Permafrost and Homesites
Permafrost: A word that means little to many of us and a lot to some. Back in 1969, my wife and I began to lay the foundation for what was to become our house. This was in a location about 10 miles west of Fairbanks, near the community of Ester.
Although we knew about the dangers of what permafrost could do to dwellings, our building site was located on a south-facing slope situated on what appeared to be a very solid footing of Fairbanks loess, or wind deposited glacial flour (generally referred to in the area as "silt"). As a one-time geologist, this seemed safe enough to me.
Like so many people in Alaska, we were not able to complete the house in only one season, and it was not until two years later that we could afford to have a water well drilled. Imagine our consternation when the driller informed us that, only six feet down, our house was sitting on solid permafrost.
Ordinarily, this would have meant that, within a matter of years, the heat transmitted downward from the house into the soil would have begun to cause settling. This happens when ice-bonded permafrost and often-extensive solid ice lenses lying within it begin to melt. It is a familiar problem to many builders in the far north.

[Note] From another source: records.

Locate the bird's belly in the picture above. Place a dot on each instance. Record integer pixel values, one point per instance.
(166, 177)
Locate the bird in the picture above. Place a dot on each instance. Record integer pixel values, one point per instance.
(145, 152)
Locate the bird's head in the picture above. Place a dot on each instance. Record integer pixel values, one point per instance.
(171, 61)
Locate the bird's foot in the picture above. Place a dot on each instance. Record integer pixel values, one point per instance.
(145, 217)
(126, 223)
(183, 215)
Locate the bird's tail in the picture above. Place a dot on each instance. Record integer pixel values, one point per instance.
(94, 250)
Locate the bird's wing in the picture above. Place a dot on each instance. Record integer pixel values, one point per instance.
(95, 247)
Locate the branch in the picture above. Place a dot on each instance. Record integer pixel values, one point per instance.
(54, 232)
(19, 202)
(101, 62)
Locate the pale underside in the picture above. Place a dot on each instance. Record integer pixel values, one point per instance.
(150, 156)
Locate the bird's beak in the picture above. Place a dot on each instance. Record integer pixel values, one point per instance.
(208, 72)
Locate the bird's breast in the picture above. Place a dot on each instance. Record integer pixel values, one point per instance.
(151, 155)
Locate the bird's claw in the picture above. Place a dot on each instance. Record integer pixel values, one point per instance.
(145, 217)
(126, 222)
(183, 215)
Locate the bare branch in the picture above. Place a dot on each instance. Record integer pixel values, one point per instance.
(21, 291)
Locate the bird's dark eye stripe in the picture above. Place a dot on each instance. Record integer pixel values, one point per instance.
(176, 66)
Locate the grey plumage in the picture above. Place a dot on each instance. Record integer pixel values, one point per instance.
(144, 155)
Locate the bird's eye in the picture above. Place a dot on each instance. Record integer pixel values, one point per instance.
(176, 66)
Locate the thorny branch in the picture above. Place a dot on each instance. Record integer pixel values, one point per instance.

We were lucky. A neighbor's house only 200 yards downhill from us has been undergoing steady deformation for years, because of gradual melting and subsequent downhill flow of the material bordering and underlying it.
As it happened, the loess underlying our house has only a very small moisture content, and any thawing which has occurred has not produced noticeable settling. To other less fortunate residents around the state, foundation material is often found to contain a significant portion of solid ice or ice-rich material, which creates havoc as it melts.
Although we didn't know it when we started our construction, loess is particularly notorious in this respect.
The moral: check you footing before you build.